297 downloads per month

Apache-2.0

225KB
2.5K SLoC

ExecuTorch-rs

executorch is a Rust library for executing PyTorch models in Rust. It is a Rust wrapper around the ExecuTorch C++ API. It depends on version 0.3.0 of the Cpp API, but will advance as the API does. The underlying C++ library is still in alpha, and its API is subject to change together with the Rust API.

Usage

Create a model in Python and export it:

import torch
from executorch.exir import to_edge
from torch.export import export

class Add(torch.nn.Module):
    def __init__(self):
        super(Add, self).__init__()

    def forward(self, x: torch.Tensor, y: torch.Tensor):
        return x + y


aten_dialect = export(Add(), (torch.ones(1), torch.ones(1)))
edge_program = to_edge(aten_dialect)
executorch_program = edge_program.to_executorch()
with open("model.pte", "wb") as file:
    file.write(executorch_program.buffer)

Execute the model in Rust:

use executorch::evalue::{EValue, Tag};
use executorch::module::Module;
use executorch::tensor::{Array, Tensor};
use ndarray::array;

let mut module = Module::new("model.pte", None);

let input_array1 = Array::new(array![1.0_f32]);
let input_tensor1 = input_array1.to_tensor_impl();
let input_evalue1 = EValue::new(Tensor::new(&input_tensor1));

let input_array2 = Array::new(array![1.0_f32]);
let input_tensor2 = input_array2.to_tensor_impl();
let input_evalue2 = EValue::new(Tensor::new(&input_tensor2));

let outputs = module.forward(&[input_evalue1, input_evalue2]).unwrap();
assert_eq!(outputs.len(), 1);
let output = outputs.into_iter().next().unwrap();
assert_eq!(output.tag(), Some(Tag::Tensor));
let output = output.as_tensor();

println!("Output tensor computed: {:?}", output);
assert_eq!(array![2.0_f32], output.as_array());

See example/hello_world_add and example/hello_world_add_no_std for the complete examples.

Build

To build the library, you need to build the C++ library first.

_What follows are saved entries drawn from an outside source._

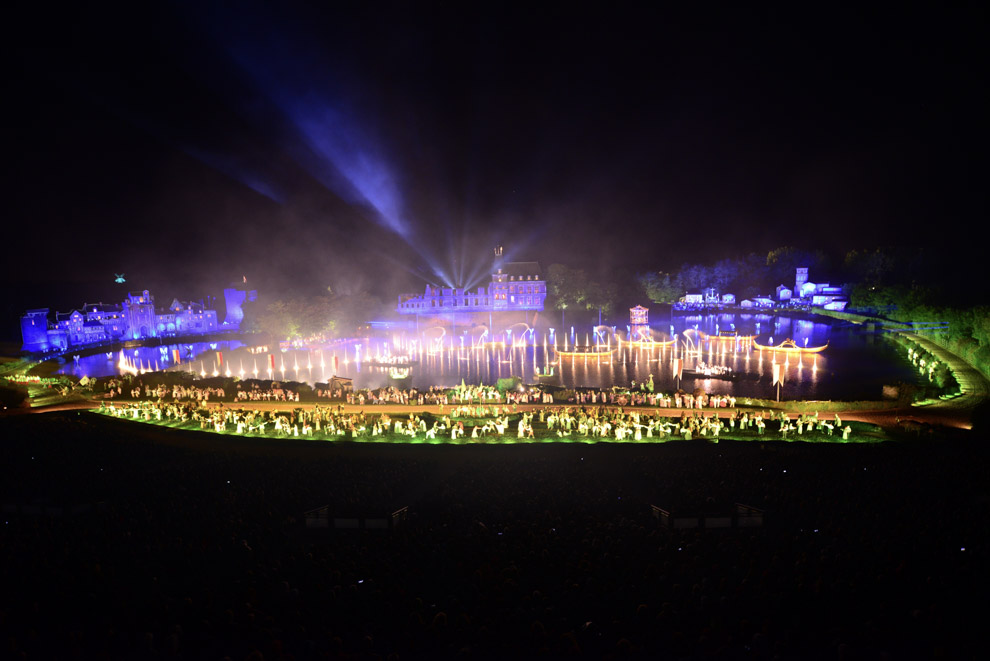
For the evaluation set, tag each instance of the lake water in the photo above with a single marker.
(856, 364)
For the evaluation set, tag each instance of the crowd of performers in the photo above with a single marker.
(476, 421)
(434, 396)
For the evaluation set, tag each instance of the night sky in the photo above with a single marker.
(380, 145)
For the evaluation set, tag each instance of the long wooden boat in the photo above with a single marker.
(789, 346)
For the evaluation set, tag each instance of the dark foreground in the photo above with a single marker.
(125, 541)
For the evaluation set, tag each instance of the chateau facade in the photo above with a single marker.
(133, 319)
(515, 286)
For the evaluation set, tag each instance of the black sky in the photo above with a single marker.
(189, 144)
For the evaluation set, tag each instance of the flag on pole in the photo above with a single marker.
(778, 374)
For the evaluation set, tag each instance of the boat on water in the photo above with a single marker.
(703, 371)
(790, 346)
(395, 361)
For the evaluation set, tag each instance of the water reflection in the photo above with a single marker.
(599, 357)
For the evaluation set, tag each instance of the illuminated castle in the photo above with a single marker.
(136, 318)
(515, 286)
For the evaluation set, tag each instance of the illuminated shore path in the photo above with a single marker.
(974, 387)
(952, 412)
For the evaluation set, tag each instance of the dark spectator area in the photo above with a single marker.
(126, 541)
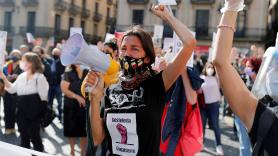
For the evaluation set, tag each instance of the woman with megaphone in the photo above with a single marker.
(252, 109)
(131, 110)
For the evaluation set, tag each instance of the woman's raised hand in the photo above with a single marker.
(233, 5)
(161, 11)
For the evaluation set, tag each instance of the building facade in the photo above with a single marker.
(53, 18)
(272, 23)
(201, 16)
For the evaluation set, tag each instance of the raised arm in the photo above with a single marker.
(240, 99)
(174, 69)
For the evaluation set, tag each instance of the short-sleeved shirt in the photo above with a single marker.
(132, 117)
(270, 142)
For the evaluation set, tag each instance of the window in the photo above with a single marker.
(8, 21)
(108, 12)
(96, 7)
(84, 3)
(138, 17)
(83, 26)
(57, 23)
(167, 31)
(95, 29)
(241, 24)
(31, 20)
(202, 22)
(71, 22)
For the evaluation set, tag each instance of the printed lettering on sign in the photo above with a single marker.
(123, 132)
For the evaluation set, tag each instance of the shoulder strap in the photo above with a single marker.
(265, 122)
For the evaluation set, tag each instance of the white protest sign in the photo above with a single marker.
(167, 43)
(9, 149)
(167, 2)
(3, 40)
(108, 37)
(30, 37)
(158, 31)
(74, 30)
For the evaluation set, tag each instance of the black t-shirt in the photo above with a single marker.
(270, 142)
(132, 118)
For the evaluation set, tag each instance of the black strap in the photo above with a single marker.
(265, 122)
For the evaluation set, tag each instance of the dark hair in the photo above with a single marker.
(145, 39)
(112, 44)
(256, 63)
(36, 62)
(204, 72)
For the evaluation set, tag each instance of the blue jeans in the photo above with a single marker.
(55, 92)
(211, 113)
(245, 146)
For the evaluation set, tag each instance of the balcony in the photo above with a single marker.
(74, 9)
(44, 32)
(97, 17)
(60, 5)
(85, 13)
(247, 34)
(7, 3)
(109, 2)
(138, 1)
(110, 20)
(30, 3)
(202, 1)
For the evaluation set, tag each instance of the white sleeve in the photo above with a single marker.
(43, 88)
(13, 87)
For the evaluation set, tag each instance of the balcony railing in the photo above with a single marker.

The C++ library allow for great flexibility with many flags, customizing which modules, kernels, and extensions are built. Multiple static libraries are built, and the Rust library links to them. In the following example we build the C++ library with the necessary flags to run example hello_world_add:

# Clone the C++ library
cd ${TEMP_DIR}
git clone --depth 1 --branch v0.3.0 https://github.com/pytorch/executorch.git
cd executorch
git submodule sync --recursive
git submodule update --init --recursive

# Install requirements
./install_requirements.sh

# Build C++ library
mkdir cmake-out && cd cmake-out
cmake \
    -DDEXECUTORCH_SELECT_OPS_LIST=aten::add.out \
    -DEXECUTORCH_BUILD_EXECUTOR_RUNNER=OFF \
    -DEXECUTORCH_BUILD_EXTENSION_RUNNER_UTIL=OFF \
    -DBUILD_EXECUTORCH_PORTABLE_OPS=ON \
    -DEXECUTORCH_BUILD_EXTENSION_DATA_LOADER=ON \
    -DEXECUTORCH_BUILD_EXTENSION_MODULE=ON \
    -DEXECUTORCH_ENABLE_PROGRAM_VERIFICATION=ON \
    -DEXECUTORCH_ENABLE_LOGGING=ON \
    ..
make -j

# Static libraries are in cmake-out/
# core:
#   cmake-out/libexecutorch.a
#   cmake-out/libexecutorch_no_prim_ops.a
# kernels implementations:
#   cmake-out/kernels/portable/libportable_ops_lib.a
#   cmake-out/kernels/portable/libportable_kernels.a
# extension data loader, enabled with EXECUTORCH_BUILD_EXTENSION_DATA_LOADER=ON:
#   cmake-out/extension/data_loader/libextension_data_loader.a
# extension module, enabled with EXECUTORCH_BUILD_EXTENSION_MODULE=ON:
#   cmake-out/extension/module/libextension_module_static.a

# Run example
# We set EXECUTORCH_RS_EXECUTORCH_LIB_DIR to the path of the C++ build output
cd ${EXECUTORCH_RS_DIR}/examples/hello_world_add
python export_model.py
EXECUTORCH_RS_EXECUTORCH_LIB_DIR=${TEMP_DIR}/executorch/cmake-out cargo run

The executorch crate will always look for the following static libraries:

  • libexecutorch.a
  • libexecutorch_no_prim_ops.a

Additional libs are required if feature flags are enabled (see next section):

  • libextension_data_loader.a
  • libextension_module_static.a

The static libraries of the kernels implementations are required only if your model uses them, and they should be linked manually by the binary that uses the executorch crate. For example, the hello_world_add example uses a model with a single addition operation, so it compile the C++ library with DEXECUTORCH_SELECT_OPS_LIST=aten::add.out and contain the following lines in its build.rs:

println!("cargo::rustc-link-lib=static:+whole-archive=portable_kernels");
println!("cargo::rustc-link-lib=static:+whole-archive=portable_ops_lib");

let libs_dir = std::env::var("EXECUTORCH_RS_EXECUTORCH_LIB_DIR").unwrap();
println!("cargo::rustc-link-search={}/kernels/portable/", libs_dir);

Note that the ops and kernels libs are linked with +whole-archive to ensure that all symbols are included in the binary.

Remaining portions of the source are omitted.